HR-1695-119
Referred to the House Committee on Armed Services.
Sponsored by Pat Harrigan (R-NC)
What it does
This bill would change how the National Guard Bureau handles money it receives when states or U.S. territories pay to use federal military property. It would require those reimbursement funds to be returned to the specific budget account that originally paid for the assets. It would also limit how the Department of Defense can spend those funds — restricting use to repair, maintenance, replacement, or similar upkeep of assets that National Guard units used while operating under state active duty status.
Who benefits
State and territorial National Guard units, which would see reimbursement funds directed back toward maintaining the specific equipment and property they use. States and territories that pay reimbursements, as the funds would be tied to upkeep of the assets they rely on. Taxpayers who benefit from clearer accountability over how federal military property funds are tracked and spent.
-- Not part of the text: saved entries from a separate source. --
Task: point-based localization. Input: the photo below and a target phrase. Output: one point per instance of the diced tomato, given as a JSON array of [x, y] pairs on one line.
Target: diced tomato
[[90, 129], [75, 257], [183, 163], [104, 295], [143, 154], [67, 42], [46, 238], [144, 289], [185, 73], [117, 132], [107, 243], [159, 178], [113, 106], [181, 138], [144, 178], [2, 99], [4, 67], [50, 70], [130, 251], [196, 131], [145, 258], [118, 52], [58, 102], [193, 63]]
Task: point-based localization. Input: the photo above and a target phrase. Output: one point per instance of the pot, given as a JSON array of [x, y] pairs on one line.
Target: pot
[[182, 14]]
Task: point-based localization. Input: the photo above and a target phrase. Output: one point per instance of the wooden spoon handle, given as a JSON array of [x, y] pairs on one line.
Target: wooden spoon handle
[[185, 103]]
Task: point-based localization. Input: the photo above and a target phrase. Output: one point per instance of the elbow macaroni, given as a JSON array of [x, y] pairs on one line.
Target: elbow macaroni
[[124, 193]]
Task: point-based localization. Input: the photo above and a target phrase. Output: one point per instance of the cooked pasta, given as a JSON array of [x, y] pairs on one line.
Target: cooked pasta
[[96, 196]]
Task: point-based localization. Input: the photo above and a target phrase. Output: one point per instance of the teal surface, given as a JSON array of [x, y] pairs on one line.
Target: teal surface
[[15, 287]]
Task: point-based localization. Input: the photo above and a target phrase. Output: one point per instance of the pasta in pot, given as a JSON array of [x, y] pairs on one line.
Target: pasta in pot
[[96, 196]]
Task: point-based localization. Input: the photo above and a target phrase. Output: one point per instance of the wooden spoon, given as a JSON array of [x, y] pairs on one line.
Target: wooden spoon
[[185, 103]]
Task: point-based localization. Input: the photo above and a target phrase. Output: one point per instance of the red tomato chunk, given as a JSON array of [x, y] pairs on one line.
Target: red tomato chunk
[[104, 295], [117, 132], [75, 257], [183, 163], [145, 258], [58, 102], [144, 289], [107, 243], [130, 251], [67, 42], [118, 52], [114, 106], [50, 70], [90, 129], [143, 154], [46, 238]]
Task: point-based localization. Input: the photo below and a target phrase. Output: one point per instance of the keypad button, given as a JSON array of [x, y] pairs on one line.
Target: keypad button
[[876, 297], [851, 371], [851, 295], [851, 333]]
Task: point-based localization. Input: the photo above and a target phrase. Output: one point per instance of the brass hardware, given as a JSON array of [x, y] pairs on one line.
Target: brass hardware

Congress, which would gain tighter oversight over how DoD handles these reimbursements.
Who is hurt
The Department of Defense, which would lose flexibility to redirect reimbursement funds to other priorities. DoD budget planners who currently may use these funds more broadly across accounts. Potentially, other military programs that may have benefited from discretionary use of reimbursement funds under current rules. National Guard units operating under federal (Title 10) status, who are outside the scope of this bill and would not see any direct benefit from the restricted funds.
Supporters argue
Supporters argue that reimbursement funds paid by states for the use of federal military property should logically flow back to maintaining that same property — not be absorbed into unrelated DoD accounts. They contend that without this restriction, states effectively subsidize broader Pentagon spending rather than the upkeep of the Guard assets their own communities depend on, undermining both fiscal accountability and National Guard readiness at the state level.
Opponents argue
Opponents argue that restricting how reimbursement funds are credited and spent reduces the Pentagon's ability to allocate resources where they are most needed across the defense enterprise. They contend that rigid fund-tracking requirements add administrative complexity without a demonstrated readiness problem, and that the DoD already has internal accountability mechanisms — such as the Appropriations Clause framework — that prevent misuse of these funds without additional statutory constraints.